Man, somebody should throw that pen away or put it someplace safe.

I do know, from firsthand experience, that Armadillos jump. They apparently do it when they’re frightened. Sadly, this means that when a car bears down on them they tend to jump up when they really should stay on the ground.

Polar bears probably do show a preference for one paw or the other (every mammal I’ve heard of has a usual side preference), but I’d be surprised if it were 100%.

If Barbie were real, then she’d still be seven inches tall. If you also specify that she be life-sized, then she’d be life-sized. If she were five feet tall with a fifty inch waistline, then she’d be really fat. This all seems incredibly trivial, though.

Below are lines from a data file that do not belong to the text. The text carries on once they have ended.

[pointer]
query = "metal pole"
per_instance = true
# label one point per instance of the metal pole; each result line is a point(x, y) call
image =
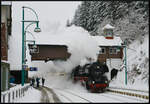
point(125, 63)
point(22, 72)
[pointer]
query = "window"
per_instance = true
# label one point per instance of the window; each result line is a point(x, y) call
point(112, 50)
point(34, 50)
point(102, 51)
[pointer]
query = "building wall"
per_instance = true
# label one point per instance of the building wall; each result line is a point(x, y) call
point(107, 55)
point(50, 51)
point(4, 48)
point(5, 29)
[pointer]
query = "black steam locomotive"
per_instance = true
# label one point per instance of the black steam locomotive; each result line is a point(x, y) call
point(92, 76)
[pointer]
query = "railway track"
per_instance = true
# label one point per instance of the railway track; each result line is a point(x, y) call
point(69, 99)
point(135, 94)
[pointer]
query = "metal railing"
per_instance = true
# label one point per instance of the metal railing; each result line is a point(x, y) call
point(11, 96)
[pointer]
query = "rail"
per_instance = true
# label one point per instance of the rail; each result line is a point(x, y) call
point(129, 93)
point(11, 96)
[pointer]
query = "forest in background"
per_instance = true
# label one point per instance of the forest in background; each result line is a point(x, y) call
point(130, 18)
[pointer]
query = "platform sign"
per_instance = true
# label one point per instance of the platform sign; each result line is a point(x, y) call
point(33, 69)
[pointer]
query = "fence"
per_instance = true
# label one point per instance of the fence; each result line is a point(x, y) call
point(11, 96)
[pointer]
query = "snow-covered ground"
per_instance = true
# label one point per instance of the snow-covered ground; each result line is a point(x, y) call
point(81, 46)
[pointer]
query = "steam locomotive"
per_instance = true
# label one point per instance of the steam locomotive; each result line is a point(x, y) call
point(92, 76)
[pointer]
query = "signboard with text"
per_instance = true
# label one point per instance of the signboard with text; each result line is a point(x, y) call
point(33, 69)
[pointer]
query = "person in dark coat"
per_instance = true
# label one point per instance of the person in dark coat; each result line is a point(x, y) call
point(43, 80)
point(38, 81)
point(114, 73)
point(33, 81)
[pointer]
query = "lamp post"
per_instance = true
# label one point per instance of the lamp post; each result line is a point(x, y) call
point(37, 29)
point(125, 62)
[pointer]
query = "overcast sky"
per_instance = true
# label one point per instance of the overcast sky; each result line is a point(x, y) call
point(50, 13)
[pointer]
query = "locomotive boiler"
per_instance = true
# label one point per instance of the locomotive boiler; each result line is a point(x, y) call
point(92, 76)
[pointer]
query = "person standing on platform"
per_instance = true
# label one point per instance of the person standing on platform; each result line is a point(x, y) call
point(43, 80)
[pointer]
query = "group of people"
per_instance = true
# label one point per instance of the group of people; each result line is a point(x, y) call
point(37, 79)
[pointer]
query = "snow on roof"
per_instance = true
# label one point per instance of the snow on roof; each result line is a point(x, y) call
point(6, 3)
point(102, 41)
point(108, 26)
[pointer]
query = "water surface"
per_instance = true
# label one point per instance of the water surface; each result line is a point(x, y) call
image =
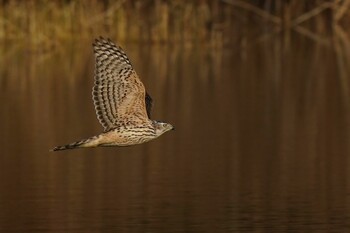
point(261, 141)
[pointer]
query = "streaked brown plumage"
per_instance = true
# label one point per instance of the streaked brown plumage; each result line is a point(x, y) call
point(122, 105)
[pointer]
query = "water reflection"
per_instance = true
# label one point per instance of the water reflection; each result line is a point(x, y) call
point(261, 142)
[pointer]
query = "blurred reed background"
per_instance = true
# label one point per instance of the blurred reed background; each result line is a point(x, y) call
point(45, 22)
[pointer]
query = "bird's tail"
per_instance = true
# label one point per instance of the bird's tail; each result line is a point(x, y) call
point(90, 142)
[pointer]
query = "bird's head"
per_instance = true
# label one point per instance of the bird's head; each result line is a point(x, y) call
point(162, 127)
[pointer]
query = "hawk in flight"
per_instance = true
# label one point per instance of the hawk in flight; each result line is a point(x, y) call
point(122, 104)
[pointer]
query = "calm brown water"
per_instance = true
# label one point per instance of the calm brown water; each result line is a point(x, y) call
point(261, 141)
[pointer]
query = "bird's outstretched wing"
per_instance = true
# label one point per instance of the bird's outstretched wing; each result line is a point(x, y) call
point(119, 95)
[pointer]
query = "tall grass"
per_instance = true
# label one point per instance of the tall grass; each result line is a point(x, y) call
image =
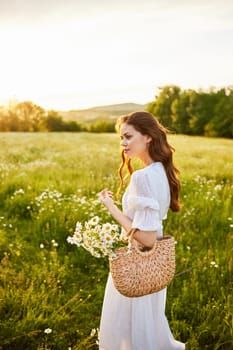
point(51, 292)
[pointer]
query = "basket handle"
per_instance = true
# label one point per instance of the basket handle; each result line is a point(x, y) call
point(130, 235)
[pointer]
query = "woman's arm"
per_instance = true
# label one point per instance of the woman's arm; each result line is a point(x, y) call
point(146, 238)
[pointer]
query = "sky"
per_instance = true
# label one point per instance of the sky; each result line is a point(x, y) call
point(75, 54)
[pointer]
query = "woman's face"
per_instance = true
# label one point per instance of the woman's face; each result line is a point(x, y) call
point(133, 142)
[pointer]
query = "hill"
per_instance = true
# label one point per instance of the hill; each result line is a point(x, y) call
point(101, 112)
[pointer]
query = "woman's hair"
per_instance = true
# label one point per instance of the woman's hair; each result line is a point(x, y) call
point(159, 150)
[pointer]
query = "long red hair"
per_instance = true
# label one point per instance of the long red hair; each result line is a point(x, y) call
point(159, 150)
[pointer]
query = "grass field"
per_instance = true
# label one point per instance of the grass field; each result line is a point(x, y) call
point(51, 292)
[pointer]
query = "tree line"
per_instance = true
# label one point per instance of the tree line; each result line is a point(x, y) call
point(28, 117)
point(208, 113)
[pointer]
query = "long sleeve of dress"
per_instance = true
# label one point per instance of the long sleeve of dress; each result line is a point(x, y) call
point(142, 201)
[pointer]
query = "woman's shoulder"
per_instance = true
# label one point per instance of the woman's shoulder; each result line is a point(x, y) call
point(149, 170)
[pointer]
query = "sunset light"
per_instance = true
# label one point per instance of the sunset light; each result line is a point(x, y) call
point(89, 53)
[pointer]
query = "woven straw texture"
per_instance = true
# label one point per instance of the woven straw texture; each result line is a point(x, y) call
point(136, 273)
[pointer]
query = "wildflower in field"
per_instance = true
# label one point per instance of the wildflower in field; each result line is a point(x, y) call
point(54, 243)
point(20, 191)
point(48, 331)
point(93, 332)
point(99, 240)
point(213, 264)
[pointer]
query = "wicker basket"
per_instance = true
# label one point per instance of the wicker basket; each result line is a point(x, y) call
point(136, 273)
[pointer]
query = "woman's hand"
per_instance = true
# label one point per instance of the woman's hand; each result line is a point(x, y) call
point(106, 197)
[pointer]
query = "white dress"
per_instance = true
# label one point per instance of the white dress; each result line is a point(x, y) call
point(140, 323)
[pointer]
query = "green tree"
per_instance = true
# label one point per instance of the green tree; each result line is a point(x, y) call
point(54, 122)
point(181, 112)
point(161, 108)
point(222, 122)
point(30, 116)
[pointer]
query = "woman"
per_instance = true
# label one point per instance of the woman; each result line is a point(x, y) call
point(140, 323)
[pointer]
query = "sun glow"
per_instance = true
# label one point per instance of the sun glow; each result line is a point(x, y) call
point(87, 59)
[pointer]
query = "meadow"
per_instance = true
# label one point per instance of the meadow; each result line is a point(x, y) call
point(51, 292)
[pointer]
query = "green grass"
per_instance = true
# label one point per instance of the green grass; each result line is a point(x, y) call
point(50, 181)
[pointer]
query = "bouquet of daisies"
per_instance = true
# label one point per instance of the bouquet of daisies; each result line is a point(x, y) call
point(98, 239)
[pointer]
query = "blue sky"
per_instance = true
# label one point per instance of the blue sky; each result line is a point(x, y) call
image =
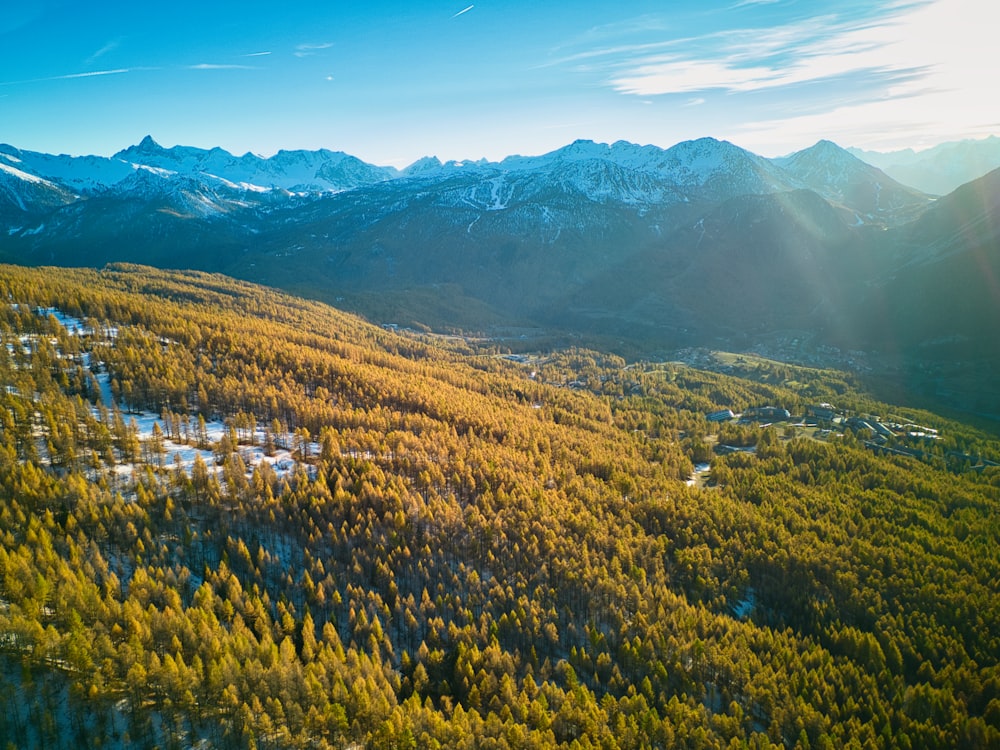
point(393, 81)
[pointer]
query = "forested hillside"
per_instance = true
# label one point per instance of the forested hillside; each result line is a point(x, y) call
point(335, 535)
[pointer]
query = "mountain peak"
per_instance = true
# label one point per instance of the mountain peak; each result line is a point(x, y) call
point(149, 145)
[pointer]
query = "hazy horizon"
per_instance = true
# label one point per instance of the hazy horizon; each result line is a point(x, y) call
point(391, 83)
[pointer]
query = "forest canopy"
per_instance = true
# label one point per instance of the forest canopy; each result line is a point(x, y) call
point(335, 534)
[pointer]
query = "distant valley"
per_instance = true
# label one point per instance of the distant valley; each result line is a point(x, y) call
point(637, 249)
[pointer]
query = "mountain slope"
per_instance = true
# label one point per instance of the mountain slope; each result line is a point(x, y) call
point(870, 195)
point(234, 518)
point(941, 169)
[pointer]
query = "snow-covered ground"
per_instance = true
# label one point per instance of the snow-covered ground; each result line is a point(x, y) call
point(176, 452)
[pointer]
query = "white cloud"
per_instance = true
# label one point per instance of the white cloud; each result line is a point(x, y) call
point(916, 70)
point(109, 47)
point(215, 66)
point(308, 50)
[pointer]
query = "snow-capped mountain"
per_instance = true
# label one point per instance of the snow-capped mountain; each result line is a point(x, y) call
point(870, 195)
point(941, 169)
point(23, 193)
point(294, 171)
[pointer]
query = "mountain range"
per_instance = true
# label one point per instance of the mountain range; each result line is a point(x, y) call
point(941, 169)
point(650, 248)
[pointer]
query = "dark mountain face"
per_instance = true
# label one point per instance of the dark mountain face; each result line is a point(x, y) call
point(943, 295)
point(865, 193)
point(700, 243)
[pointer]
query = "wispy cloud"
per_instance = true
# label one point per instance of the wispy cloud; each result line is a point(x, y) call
point(308, 50)
point(69, 76)
point(746, 60)
point(217, 66)
point(109, 47)
point(745, 3)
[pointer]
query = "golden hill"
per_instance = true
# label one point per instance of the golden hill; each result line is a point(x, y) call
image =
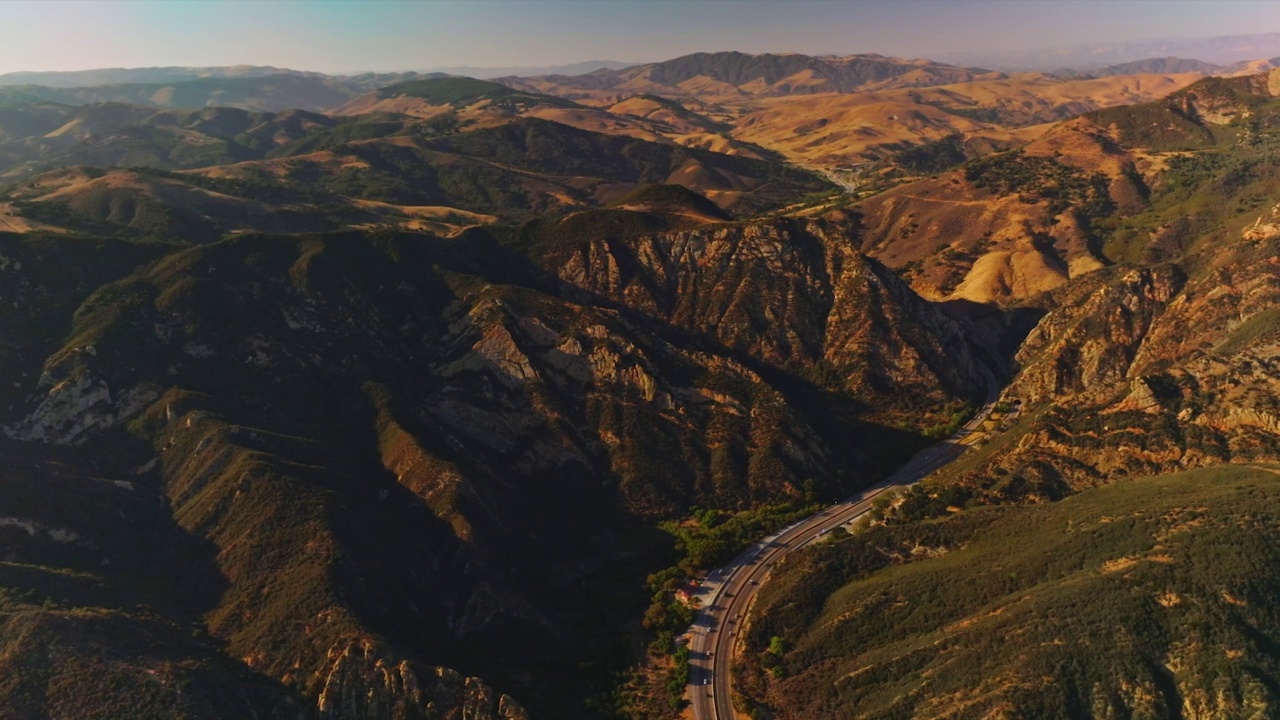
point(835, 130)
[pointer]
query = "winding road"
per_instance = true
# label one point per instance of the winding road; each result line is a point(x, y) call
point(732, 587)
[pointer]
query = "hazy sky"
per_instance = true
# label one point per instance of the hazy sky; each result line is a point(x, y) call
point(387, 35)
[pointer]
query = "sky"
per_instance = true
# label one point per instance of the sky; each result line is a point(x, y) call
point(338, 36)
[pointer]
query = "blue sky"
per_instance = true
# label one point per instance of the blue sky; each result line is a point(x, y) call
point(388, 35)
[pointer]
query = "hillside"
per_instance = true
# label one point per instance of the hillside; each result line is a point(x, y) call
point(1123, 185)
point(736, 76)
point(1147, 597)
point(425, 395)
point(428, 405)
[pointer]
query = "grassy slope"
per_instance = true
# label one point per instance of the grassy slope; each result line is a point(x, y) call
point(1147, 596)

I’ve debunked the rhyming thing n times already, and now I’ll debunk it for the n+1th.

And the last time we went over the elephants jumping thing here on the board, we agreed that elephants don’t jump, and that cetaceans do, but I seem to recall that we couldn’t come up with a definitive answer on sloths (we were restricting to mammals, since there are obviously non-mammals which don’t jump).

Well, if by “sleep,” they mean “become dormant” (I doubt they undergo anything in their tiny little ganglia that any scientist would classify as “sleep”). But then the fact becomes pretty ho-hum, as many organisms can remain dormant for much longer than that – some desert frogs bury themselves for the dry season, locusts remain underground for 17 years, and things from bacteria to tardigrades can encyst and remain dormant-but-viable “forever.”

Except, of course, that polar bears are from northern polar regions.

The cow myth probably spawns from this bitersweet incident from 1965.

In that case, at least, the legend proved all too true.

Snails cannot jump, neither can earthworms, oysters and most snakes; I’m pretty sure that woodlice and flatworms can’t either.